USC team to contest property development final
7 Jan 2015
A USC team has beaten competitors from across the Asia-Pacific to reach the final of the Pacific Rim Real Estate Society International Feasibility Competition.
The competition called for mock expressions of interest to build medium-density residential developments in two precincts in post-earthquake devastated Christchurch, New Zealand.
Cate MacMillan of Buddina and Matt Paterson of Little Mountain teamed up during the final semester of their Property Economics and Development degrees last year to submit a development proposal.
They will fly to Malaysia next week (Sunday 18 January) to present their proposal in the final against teams from the Queensland University of Technology and the University of Malaya.

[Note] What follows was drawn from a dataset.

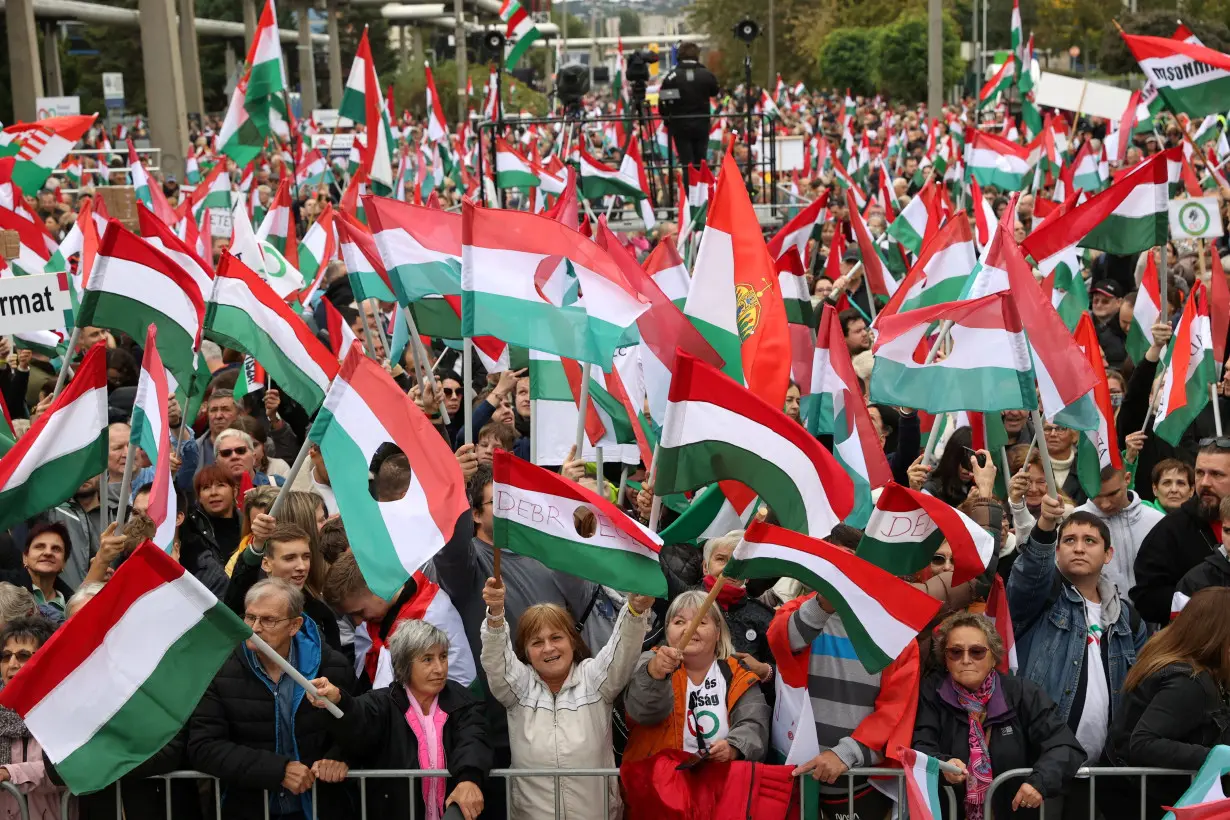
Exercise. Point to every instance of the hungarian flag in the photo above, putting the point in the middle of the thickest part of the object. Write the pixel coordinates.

Matt, 32, did his degree part time over five years while working full time. His first job in property was as an assistant property manager for BWS and Woolworths after working his way up from stacking shelves and working the cash register.
“I was always interested in property but I have to give credit to my manager at Woolworths who actually offered me a promotion on the proviso that I start studying a property economics degree,” he said.
“I started with Stockland last April and am now working as a development professional on the new Oceanside master planned community which surrounds the Sunshine Coast Public University Hospital precinct and includes commercial, residential and retail development.”
Cate, 56, recently retired as principal of Noosa District State High School and turned her passion for education and learning towards a university degree in a whole new field.
“I always thought the property courses at USC looked really interesting and I must say I’ve loved doing the degree and really enjoyed learning something new,” she said.
Cate volunteers as the development officer for The Compass Institute, a local organisation that delivers education and training to school leavers with intellectual and physical disabilities.
“One of the big issues that’s come out of working with Compass is the need for housing for adults with a disability to live in independently,” she said. “So I did my major research project last semester on the type of housing that enables intellectually disabled adults to live independently.
“I’ve recently been accepted into the Master of Urban Planning by Research to continue that project and hopefully roll that into a PhD here at USC.”